May 4, 2009
Anti-Graft Measure Fails to Impress the Public
By Anna Malpas / The Moscow Times
When senior officials declared their incomes and those of their wives and children last month, some claimed that they owned tiny apartments and ancient cars -- while others said they earned as much as $11 million and owned snazzy Porsches and Lexuses.
Ordinary Russians merely shrugged; they expected nothing less.
"The declarations didn't make any real impact," said Kirill Kabanov, head of the National Anti-Corruption Committee, a think tank. "There's no challenge to society. The public didn't expect anything different."
But President Dmitry Medvedev did succeed in ruffling feathers by forcing top officials to reveal their incomes as part of an anti-corruption drive, a flagship program of his administration. Many mid-level bureaucrats have good reason to worry; they will be next, analysts said.
Officials had to include property and earnings by their wives and underage children for the first time in their income declarations.
Several officials claimed to own no cars, or only a 10-year-old car, like Medvedev's wife, Svetlana, who is often photographed in designer outfits. Several officials said they owned no property at all, like Vladislav Surkov, the powerful first deputy head of the presidential administration.
On the other hand, some officials declared extreme wealth, such as Natural Resources Minister Yury Trutnev, who put his earnings at about 370 million rubles ($11 million) and listed among his property a Porsche Cayenne and a Porsche 911.
The staff at the Prosecutor General's Office also published their declarations, revealing that Alexander Bastrykin, the head of the Investigative Committee, could vacation in the Czech Republic in an apartment owned by his wife. This inflamed United Russia Deputy Alexander Khinshtein, who told Kommersant that it was "nonsense" for a senior official's family to own property in a NATO country. Bastrykin also declared earnings of 5,255,800 rubles ($156,702), more than Medvedev (4.13 million rubles, or $123,900) or Prime Minister Vladimir Putin (4.6 million rubles, or $138,350).
Opinion polls on the declarations have shown mixed results. A VTsIOM poll found that 31 percent of Russians rated the idea of the declarations as an "excellent, long-overdue anti-corruption measure."
Meanwhile, an informal poll conducted on the web site of Vedomosti asked if the publication of the declarations was an effective anti-corruption measure. Eighty percent of respondents said "no."
"The average Russian understands very well that a bureaucrat can't be poor," said Alexei Mukhin, an analyst with the Center for Political Information. "Medvedev practically took no risk" in requiring the declarations. "There was never going to be any public outrage. That would be nonsensical."
Public interest in the declarations is rather selective, Mukhin said. People were interested to read about Medvedev and Putin but felt "indifference" to the rest. They would rather see oligarchs' earnings, he said.
Medvedev, however, is thinking beyond immediate popularity, said Tatyana Stanovaya, an analyst with the Center for Political Technologies.

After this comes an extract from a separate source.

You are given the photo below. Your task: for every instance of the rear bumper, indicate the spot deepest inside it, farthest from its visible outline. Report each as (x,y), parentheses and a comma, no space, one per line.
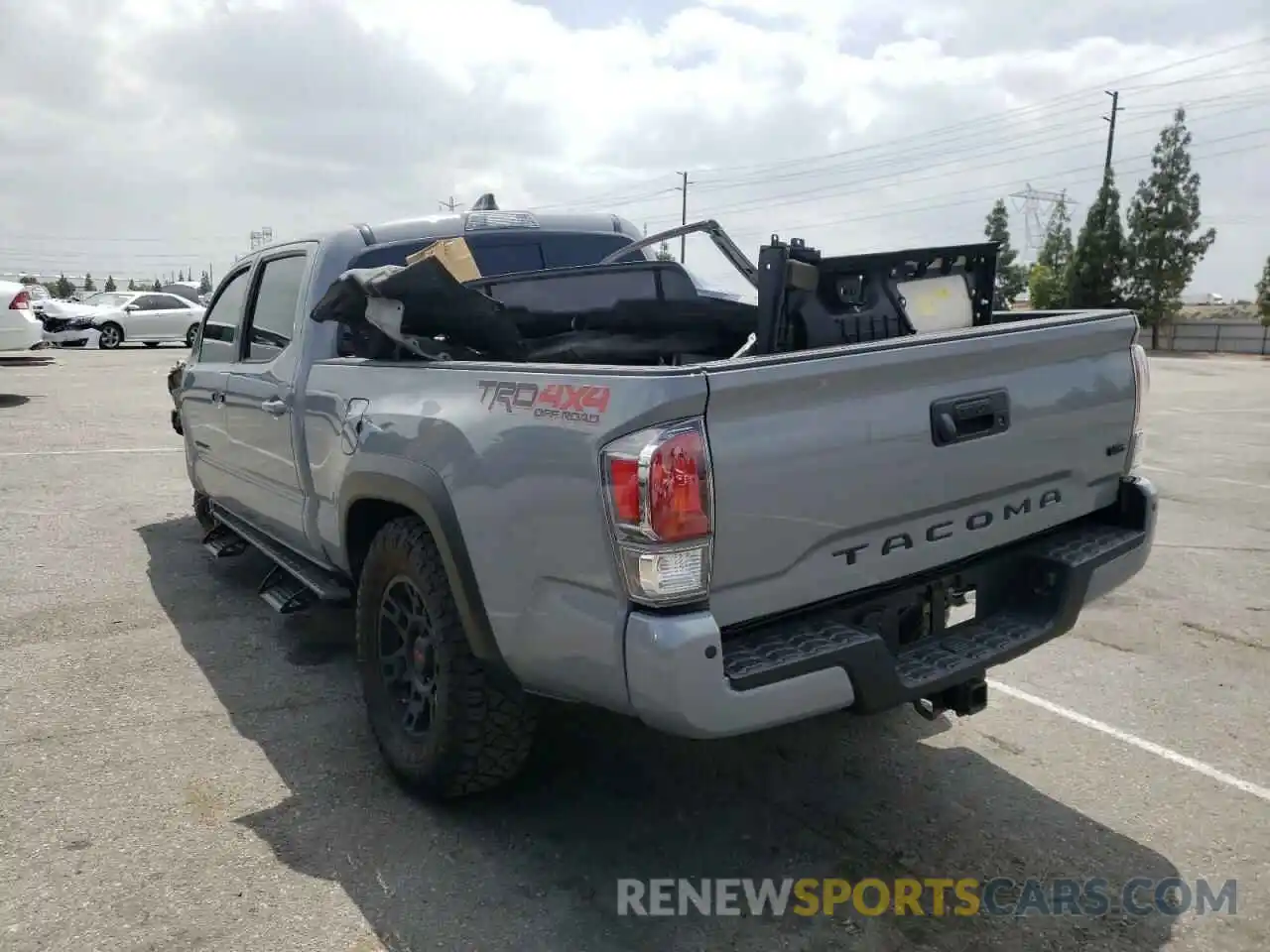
(686,676)
(77,336)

"This is a personal, historic project of Medvedev that is not linked to short-time aims of raising public faith in officials right now," she said, pointing to a speech that Medvedev gave to a group of human rights activists late last month.

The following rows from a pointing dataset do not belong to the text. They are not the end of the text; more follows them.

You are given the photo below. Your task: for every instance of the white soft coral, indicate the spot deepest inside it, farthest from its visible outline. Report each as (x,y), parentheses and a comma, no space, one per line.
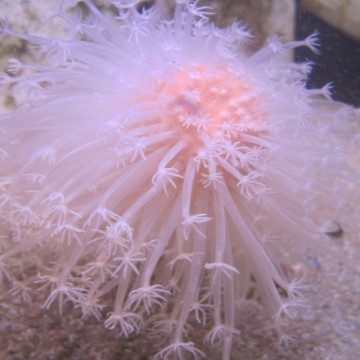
(145,142)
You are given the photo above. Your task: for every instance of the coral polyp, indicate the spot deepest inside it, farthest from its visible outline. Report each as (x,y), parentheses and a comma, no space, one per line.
(156,173)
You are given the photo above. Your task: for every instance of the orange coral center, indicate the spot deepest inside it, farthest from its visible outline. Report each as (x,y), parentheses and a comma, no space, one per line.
(213,101)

Medvedev told the activists that many people had told him not to get involved in fighting corruption, saying, "Why bother, because you won't solve it quickly all the same?" The president also described his anti-corruption campaign so far as "modest steps."
"Medvedev is thinking like a lawyer," Stanovaya said. "It's the beginning of a very long journey."

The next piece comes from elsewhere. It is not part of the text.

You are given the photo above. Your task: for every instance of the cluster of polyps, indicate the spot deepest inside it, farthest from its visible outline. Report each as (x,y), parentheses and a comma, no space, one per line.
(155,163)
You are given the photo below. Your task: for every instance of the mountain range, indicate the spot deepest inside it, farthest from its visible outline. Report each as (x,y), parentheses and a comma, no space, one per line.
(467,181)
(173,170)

Medvedev was unable to push through legislation forcing lower-ranking officials to declare their families' income and property this year. Instead, State Duma deputies postponed those declarations to 2010.
Deputies "turned the bill into a damp squib," Mukhin said. "Medvedev was clearly not happy."
"There's a standoff between the bureaucracy and what the president wants," Kabanov said.
Things promise to get interesting next year when the legislation takes effect for lower-level bureaucrats, Mukhin said. The declarations will be used to remove the "most-hated figures" and the "unjustifiably rich" from among lower-ranking officials, he said. "Bureaucrats are about to have a mass inventory."
The legislation, however, lacks a clear explanation of who should check the declarations and concrete punishments for providing false information.
It would be more effective for officials to declare not only income but their families' business interests as well, said Vladimir Yuzhakov, an analyst at the Center for Strategic Research. "It often happens that an official makes decisions on an enterprise where he has shares or his wife is on the board," he said.
The recently released declarations are a source of some real information, but they need to be taken with a pinch of salt, said Olga Kryshtanovskaya, a sociologist who tracks Kremlin politics and recently joined United Russia.
"In fact, their earnings are more," she said.
She said the high earnings or property attributed to wives and children raise red flags about possible corruption.
Nevertheless, there are numerous ways that officials gain material benefits without having to declare them. Many officials drive cars that belong to their organizations or register their chauffeurs as owners of their cars, Mukhin said.
Officials enjoy perks ranging from free vacations at state resorts to the free use of state apartments that they can privatize after only one year, Stanovaya said. "There should be monetization of officials' privileges," she said.